La Wanderer es, probablemente, la obra pianística más difícil de Franz Schubert. Quizá no sea la que entrañe una mayor hondura musical, como sucede con las sonatas D894 o D960, pero sí la que requiere un pianista con una base técnica mejor asentada. No cabe duda de que José María Duque es el pianista ideal para esta obra, pues su solvencia ha quedado más que demostrada en otros recitales. Resulta muy estimulante ver cómo sin mostrar el menor síntoma de fatiga, con una gestualidad reducida al mínimo imprescindible, Duque extrae del piano un sonido inmenso y redondo, proyectado enérgicamente hasta el final de la sala.Del mismo modo se enfrentó a Liszt y su siempre magnífica escritura, fruto de una mente sin igual capaz de hacer que los pasajes más complejos tengan siempre, por difíciles que sean, una lógica pianística realmente enriquecedora para el intérprete. La Rapsodia húngara nº12 es una dura prueba de resistencia que el extremeño salvó con un gran éxito y que el público —formado por compañeros, alumnos y habituales de la casa— supo valorar con su calurosa ovación.
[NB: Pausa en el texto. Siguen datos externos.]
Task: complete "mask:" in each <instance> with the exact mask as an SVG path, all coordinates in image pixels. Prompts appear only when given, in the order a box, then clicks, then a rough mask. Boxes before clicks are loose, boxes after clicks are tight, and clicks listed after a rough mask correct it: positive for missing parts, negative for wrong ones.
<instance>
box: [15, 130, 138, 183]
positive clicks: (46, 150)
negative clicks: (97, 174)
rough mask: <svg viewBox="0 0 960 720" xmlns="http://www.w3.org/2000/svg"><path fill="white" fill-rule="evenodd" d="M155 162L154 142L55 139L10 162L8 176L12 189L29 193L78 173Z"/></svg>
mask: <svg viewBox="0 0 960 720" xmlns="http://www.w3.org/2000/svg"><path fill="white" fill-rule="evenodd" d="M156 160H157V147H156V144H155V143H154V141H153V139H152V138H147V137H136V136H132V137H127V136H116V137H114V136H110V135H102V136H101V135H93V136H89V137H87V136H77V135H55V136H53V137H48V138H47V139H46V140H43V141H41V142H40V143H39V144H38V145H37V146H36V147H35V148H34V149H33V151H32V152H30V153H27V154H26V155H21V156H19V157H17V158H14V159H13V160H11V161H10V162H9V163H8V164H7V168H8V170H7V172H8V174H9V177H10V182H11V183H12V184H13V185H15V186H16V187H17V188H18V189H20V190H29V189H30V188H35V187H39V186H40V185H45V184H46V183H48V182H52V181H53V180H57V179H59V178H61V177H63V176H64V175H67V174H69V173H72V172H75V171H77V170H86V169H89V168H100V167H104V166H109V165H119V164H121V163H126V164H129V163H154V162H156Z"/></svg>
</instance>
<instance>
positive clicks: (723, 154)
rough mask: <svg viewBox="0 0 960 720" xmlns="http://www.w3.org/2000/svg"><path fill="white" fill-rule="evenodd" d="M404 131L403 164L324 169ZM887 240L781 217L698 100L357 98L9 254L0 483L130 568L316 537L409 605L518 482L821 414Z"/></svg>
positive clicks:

La gran obra estaba por llegar tras el intermedio, la imponente Sonata nº6 de Prokofiev. Pese a que esta obra no es —como ninguna de las que escribiera el compositor ruso— un santo al que yo le sea especialmente devoto, cualquier oyente con sensibilidad musical habría sido capaz de percibir que fue el momento cumbre del concierto. A mi juicio hay varias razones para aseverar que así fue, pero la más importante es que a lo largo de esta extensa partitura fue posible apreciar cómo el tiempo hahecho de José María Duque un pianista maduro y que esa madurez se traduce en una notable ampliación de su paleta sonora. Siempre he sido un gran admirador de su talento, pero ahora se puede escuchar que el «sonido Duque» es más rico, más variado, más tridimensional. Tanto por su destreza como por la riqueza tímbrica, la lectura que el pianista hizo de esta página de Prokofiev estuvo plagada de buenos momentos, entre los que yo destacaría algunos pasajes del tercer movimiento especialmente oscuros y aterciopelados.
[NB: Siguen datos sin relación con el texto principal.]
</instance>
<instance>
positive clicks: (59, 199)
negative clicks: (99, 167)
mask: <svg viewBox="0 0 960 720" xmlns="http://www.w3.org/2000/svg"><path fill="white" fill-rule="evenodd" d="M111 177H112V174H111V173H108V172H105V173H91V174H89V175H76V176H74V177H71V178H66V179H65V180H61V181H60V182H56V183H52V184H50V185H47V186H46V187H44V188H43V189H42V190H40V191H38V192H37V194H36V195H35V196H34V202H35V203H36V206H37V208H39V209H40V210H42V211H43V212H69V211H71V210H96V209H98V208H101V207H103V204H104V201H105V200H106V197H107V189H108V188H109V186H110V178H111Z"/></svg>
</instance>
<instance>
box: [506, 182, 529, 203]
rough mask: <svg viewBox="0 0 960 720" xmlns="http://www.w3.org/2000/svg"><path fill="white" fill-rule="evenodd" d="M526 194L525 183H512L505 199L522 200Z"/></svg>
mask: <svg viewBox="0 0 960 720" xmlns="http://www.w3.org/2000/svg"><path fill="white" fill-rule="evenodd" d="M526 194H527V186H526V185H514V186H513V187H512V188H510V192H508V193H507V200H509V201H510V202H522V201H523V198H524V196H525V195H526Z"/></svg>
Sin embargo, más allá de su imponente técnica, de su admirable afán por trabajar el repertorio más duro del piano, más allá incluso de este aumento de sus recursos sonoros, lo más significativo de este pianista es su inmensa generosidad para con sus alumnos. No son tantos los profesores de conservatorio que se suben a un escenario ante sus alumnos —y compañeros— para interpretar un repertorio de este calado. Los músicos solemos ser vanidosos y la posibilidad de que un estudianteo un colega piense que “no somos para tanto” nos da más miedo del que nos atrevemos aconfesar. Pero lo que José María Duque hace es digno de la más sincera alabanza. Fiel a su cita con la encina, año tras año sube al escenario del conservatorio para enseñarnos que la música es un arte que se disfruta en compañía y que el concierto es el momento culminante en el que celebramos que los meses de duro trabajo han dado sus frutos, al igual que antaño se festejaba que la cosecha había sido próspera. Esta valiosa enseñanza impartida desde el escenario, y de la que muchos debemos tomar buena nota, incentiva enormemente a los estudiantes a esforzarse por pulverizar sus propias barreras y es, quizá, la más generosa que un maestro hace a sus discípulos.